Der Student von Prag

Novelle nach dem Film von Hanns Heinz Ewers

Als der Abend fiel, als die ersten Schatten der Dämmerung hervorkrochen, bin ich noch einmal hinausgepilgert zu den tausendjährigen Bäumen des alten Friedhofs, der auf dem leicht ansteigenden Hügel hingelagert ist, bin emporgestiegen zu jener höchsten Stätte, wo die alten Gräber mit verwitterten Inschriften liegen.

Geheimnisvoll, fast schmerzhaft lockt und reizt es, sie zu entziffern. Uralter Runen heimliches Raunen umweht den Sinn – Ewigkeitshauch.

An einem der Grabsteine, hinter dem zwei im Abendwind flüsternde Trauerweiden die Totenwacht halten, buchstabierte ich die vom Regen verwaschene Schrift:

HIER RUHT

BALDUIN,

DER

STUDENT,

DER BESTE FECHTER

VON

PRAG

* A. D. 1798

† A. D. 1820

Mit dem Bösen hat er gespielt,

Hat verloren sein Spiel.

„Bete für sein Seelenheil, Wanderer!“

* * *

Prag!

Stadt der Geheimnisse und verirrten Sehnsüchte, die aus dunkelsten Tiefen der Seele aufstöhnen, labyrinthisch dehnst du dich unter mir – zum Greifen nahe!
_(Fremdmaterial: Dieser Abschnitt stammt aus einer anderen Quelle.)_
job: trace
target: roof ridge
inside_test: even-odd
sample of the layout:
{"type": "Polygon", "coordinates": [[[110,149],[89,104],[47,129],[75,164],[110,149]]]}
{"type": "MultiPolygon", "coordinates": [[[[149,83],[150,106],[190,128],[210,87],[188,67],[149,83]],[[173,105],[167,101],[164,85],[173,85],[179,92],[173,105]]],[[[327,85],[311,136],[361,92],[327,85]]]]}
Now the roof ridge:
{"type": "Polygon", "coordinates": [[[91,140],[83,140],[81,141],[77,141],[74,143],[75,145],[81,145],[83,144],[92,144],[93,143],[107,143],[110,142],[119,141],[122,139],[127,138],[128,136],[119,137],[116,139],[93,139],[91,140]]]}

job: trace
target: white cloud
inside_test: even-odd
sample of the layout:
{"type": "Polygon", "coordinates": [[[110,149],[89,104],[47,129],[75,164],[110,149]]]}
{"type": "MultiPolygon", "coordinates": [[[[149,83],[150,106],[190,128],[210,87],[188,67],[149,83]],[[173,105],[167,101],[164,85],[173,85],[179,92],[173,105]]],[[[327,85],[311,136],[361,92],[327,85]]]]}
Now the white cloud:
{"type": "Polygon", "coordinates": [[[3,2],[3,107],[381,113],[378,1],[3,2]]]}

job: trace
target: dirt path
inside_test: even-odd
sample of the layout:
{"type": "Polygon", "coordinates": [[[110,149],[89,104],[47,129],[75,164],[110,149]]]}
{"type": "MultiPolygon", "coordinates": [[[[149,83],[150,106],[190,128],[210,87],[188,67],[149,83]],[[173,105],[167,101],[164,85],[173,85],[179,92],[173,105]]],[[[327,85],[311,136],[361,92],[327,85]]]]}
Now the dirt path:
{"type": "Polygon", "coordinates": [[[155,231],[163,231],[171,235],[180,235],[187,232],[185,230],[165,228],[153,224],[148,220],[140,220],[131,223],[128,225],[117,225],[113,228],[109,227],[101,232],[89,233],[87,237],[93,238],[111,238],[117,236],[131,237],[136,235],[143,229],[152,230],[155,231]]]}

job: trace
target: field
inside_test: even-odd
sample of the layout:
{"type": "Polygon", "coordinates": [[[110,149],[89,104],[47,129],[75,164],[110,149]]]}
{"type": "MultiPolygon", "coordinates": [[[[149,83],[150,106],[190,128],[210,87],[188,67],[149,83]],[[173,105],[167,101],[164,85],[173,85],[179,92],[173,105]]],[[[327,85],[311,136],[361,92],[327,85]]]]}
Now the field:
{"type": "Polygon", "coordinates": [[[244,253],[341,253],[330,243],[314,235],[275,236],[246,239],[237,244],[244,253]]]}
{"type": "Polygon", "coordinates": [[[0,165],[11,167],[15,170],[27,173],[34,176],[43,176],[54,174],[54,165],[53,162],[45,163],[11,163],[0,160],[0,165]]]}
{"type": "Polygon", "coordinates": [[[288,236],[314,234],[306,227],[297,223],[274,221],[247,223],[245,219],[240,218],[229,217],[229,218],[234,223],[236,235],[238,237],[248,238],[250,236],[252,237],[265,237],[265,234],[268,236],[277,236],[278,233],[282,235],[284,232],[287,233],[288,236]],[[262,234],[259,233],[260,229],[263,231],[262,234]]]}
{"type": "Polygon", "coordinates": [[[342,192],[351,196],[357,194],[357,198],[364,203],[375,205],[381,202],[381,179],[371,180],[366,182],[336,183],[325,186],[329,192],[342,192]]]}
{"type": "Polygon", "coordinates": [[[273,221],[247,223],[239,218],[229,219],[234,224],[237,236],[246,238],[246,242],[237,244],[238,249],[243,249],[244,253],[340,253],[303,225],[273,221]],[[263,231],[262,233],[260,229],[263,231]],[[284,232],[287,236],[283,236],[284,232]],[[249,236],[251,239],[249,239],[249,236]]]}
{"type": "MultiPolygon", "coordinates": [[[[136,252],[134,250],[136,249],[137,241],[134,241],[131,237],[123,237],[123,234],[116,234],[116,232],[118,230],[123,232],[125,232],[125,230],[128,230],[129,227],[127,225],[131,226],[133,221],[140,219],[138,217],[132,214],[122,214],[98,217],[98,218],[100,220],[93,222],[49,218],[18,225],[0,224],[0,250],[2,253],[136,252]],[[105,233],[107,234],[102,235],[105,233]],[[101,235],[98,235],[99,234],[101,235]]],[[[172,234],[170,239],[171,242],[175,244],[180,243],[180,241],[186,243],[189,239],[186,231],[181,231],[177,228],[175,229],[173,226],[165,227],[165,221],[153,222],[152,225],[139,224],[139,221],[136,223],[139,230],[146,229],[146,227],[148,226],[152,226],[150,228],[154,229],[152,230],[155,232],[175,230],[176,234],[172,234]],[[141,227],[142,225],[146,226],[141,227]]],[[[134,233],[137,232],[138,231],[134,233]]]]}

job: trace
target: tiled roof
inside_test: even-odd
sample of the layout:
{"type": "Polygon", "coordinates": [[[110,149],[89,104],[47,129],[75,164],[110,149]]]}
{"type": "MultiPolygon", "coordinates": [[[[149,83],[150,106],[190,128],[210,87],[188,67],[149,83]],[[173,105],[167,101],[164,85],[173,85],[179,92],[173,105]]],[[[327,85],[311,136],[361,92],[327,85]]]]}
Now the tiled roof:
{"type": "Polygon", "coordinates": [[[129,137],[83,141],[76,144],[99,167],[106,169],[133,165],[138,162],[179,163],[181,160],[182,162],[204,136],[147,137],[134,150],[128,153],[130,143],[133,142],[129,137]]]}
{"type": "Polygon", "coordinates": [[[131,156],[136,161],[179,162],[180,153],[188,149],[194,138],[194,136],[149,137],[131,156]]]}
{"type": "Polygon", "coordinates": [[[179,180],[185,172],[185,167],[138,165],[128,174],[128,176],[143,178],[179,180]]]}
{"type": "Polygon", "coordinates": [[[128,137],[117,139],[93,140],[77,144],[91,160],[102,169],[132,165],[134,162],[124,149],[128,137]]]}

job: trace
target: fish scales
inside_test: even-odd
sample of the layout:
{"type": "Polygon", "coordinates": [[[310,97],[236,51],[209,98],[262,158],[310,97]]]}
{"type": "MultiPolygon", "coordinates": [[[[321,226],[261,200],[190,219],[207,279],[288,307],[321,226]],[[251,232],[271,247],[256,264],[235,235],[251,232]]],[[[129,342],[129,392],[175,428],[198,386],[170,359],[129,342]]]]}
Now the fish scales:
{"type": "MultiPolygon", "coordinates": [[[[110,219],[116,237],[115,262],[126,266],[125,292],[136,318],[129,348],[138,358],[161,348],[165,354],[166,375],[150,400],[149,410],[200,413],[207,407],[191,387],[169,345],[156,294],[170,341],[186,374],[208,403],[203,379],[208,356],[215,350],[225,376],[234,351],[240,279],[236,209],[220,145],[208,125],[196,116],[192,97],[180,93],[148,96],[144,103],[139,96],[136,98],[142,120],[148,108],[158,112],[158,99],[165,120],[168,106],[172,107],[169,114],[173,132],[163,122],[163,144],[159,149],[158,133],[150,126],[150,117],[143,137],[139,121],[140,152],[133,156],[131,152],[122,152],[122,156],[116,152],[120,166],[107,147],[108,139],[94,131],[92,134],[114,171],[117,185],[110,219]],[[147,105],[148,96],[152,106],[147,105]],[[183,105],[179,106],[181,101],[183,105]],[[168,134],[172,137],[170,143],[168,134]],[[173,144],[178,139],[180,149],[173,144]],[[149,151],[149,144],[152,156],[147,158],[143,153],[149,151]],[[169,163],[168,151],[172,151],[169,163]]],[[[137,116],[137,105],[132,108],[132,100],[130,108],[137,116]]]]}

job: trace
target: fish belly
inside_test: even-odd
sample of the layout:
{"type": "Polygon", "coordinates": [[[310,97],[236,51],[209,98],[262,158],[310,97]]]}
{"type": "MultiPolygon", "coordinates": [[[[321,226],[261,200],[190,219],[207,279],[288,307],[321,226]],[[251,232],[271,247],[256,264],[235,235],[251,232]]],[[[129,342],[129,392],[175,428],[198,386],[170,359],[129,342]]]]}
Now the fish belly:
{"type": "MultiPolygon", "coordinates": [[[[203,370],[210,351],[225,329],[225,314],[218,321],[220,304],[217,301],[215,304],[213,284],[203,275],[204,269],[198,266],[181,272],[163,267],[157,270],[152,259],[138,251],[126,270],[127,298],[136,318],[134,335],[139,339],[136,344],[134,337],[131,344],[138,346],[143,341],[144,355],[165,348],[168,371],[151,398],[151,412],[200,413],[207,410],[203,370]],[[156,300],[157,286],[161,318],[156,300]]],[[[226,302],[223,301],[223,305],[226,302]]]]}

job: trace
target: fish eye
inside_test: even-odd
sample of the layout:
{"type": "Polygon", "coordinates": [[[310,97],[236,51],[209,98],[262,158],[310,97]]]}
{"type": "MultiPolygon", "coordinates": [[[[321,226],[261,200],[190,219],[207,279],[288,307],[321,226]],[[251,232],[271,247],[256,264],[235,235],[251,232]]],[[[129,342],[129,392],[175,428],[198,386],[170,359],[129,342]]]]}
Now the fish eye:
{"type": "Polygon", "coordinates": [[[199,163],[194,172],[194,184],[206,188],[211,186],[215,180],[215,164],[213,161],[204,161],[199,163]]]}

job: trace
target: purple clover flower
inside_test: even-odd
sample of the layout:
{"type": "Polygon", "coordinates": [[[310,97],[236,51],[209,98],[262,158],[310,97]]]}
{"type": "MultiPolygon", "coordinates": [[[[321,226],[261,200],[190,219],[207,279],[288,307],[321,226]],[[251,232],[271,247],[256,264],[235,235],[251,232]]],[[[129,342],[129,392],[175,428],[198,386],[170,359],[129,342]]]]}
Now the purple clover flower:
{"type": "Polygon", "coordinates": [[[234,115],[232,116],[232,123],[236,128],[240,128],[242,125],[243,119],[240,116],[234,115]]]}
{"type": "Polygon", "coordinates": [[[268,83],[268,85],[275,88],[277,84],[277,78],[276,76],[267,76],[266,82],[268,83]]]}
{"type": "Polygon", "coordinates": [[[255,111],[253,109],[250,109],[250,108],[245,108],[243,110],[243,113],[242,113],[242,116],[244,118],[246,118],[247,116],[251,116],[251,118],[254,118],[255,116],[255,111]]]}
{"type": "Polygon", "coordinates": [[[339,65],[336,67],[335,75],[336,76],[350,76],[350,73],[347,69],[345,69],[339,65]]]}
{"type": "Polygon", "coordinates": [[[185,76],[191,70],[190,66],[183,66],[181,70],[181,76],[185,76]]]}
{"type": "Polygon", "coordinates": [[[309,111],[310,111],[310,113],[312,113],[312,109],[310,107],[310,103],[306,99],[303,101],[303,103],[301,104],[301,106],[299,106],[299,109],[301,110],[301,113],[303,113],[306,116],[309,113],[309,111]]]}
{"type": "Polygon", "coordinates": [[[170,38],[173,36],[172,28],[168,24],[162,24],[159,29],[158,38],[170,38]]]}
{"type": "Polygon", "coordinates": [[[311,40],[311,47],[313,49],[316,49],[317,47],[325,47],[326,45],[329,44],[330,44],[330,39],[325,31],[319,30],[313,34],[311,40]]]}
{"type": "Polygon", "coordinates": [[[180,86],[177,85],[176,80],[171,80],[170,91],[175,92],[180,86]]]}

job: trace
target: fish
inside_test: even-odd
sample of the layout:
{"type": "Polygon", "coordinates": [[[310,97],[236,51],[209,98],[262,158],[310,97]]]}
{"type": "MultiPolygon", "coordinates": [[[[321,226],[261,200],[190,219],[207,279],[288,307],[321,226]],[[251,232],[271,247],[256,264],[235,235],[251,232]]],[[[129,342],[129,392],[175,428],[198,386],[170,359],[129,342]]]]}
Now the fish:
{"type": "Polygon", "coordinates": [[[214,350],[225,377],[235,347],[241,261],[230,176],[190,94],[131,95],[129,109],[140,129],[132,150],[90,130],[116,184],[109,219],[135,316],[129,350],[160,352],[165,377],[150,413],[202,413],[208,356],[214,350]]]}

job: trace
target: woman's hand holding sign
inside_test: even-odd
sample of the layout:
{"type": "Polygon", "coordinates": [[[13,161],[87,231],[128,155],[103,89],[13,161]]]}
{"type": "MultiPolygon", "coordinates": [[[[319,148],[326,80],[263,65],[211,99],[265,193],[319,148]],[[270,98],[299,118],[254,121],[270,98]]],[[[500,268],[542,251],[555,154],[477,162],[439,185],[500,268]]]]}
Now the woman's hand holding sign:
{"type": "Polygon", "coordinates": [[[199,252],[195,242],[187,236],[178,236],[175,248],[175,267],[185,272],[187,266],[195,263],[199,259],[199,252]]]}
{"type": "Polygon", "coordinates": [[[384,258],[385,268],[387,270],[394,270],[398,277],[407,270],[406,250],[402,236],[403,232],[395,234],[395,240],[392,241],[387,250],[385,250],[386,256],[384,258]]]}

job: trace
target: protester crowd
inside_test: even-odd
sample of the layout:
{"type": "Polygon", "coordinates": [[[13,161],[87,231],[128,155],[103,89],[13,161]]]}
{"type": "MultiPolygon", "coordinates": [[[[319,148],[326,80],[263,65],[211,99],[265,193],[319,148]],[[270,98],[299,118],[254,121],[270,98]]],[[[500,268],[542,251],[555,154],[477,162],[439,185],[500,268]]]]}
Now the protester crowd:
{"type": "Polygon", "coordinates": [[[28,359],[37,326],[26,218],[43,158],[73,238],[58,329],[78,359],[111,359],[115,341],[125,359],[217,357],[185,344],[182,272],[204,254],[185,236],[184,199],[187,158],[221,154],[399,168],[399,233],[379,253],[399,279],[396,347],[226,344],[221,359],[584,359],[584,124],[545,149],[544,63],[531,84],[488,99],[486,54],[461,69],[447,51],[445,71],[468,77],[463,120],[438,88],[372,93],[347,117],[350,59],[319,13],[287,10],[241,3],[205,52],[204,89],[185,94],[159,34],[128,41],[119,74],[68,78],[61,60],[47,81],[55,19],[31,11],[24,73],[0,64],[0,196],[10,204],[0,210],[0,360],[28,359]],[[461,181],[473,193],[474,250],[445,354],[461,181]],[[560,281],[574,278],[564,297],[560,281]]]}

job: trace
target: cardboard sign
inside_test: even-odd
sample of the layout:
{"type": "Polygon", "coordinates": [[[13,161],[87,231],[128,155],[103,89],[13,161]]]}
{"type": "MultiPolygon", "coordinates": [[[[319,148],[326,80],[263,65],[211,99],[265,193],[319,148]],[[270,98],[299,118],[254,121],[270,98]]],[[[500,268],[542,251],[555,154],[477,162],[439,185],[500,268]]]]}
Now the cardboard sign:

Prag mit dem Hungerturm und der Alchimistengasse, mit der edelsteingleißenden Wenzelkapelle und dem mächtigen gotischen Veitsdom! Dunstschleier rieseln vom Hradschin hernieder auf deine gewundenen, fremdartigen Bauten mit Skulpturen wie aus schwarzem, getrocknetem Blut, deren Eindruck bis in die Herzkammern tastet, wallen die endlosen Treppen hinunter, lagern sich auf holprigen Pflastersteinen. Mein Blick schweift über die stillen, krummen Gassen der Kleinseite, über seltsam entartetes Gemäuer, über die steinerne Karlsbrücke mit dem Steinbild des heiligen Johann von Pomuk. Über die uralten Haustore in ihrer verbissenen Ruhe und pomphaft majestätischen Würde ragen die hohen Torbogen der barocken verwitterten Paläste.

* * *

Der Abendwind hat Regen gebracht. Es tropft von den dunklen Lebensbäumen. Zertretene Rosenblätter leuchten im nassen Erdreich, Fledermäuse flattern um die nahe Kapelle. Dunkelheit ist um mich und das leise eintönige Rieseln des Regens, den manchmal der Wind gegen den zeitzernagten Grabstein peitscht.

Wer warst du, Balduin, Student?

Balduin! Wilder, toller Vagant, mitgerissen vom brausenden Strudel des Lebens, bankrotter Spieler, hochmütiger Narr! Stumm ist längst dein junger liederreicher Mund, der so manche Lippe küsste. Du warst kein guter braver Durchschnittsbürger, so wenig wie du ein rechter Schelm warst! Übermächtiger Lebensdrang, nicht Gier nach Gold, ließ dich den Bund schließen mit den Mächten der Finsternis.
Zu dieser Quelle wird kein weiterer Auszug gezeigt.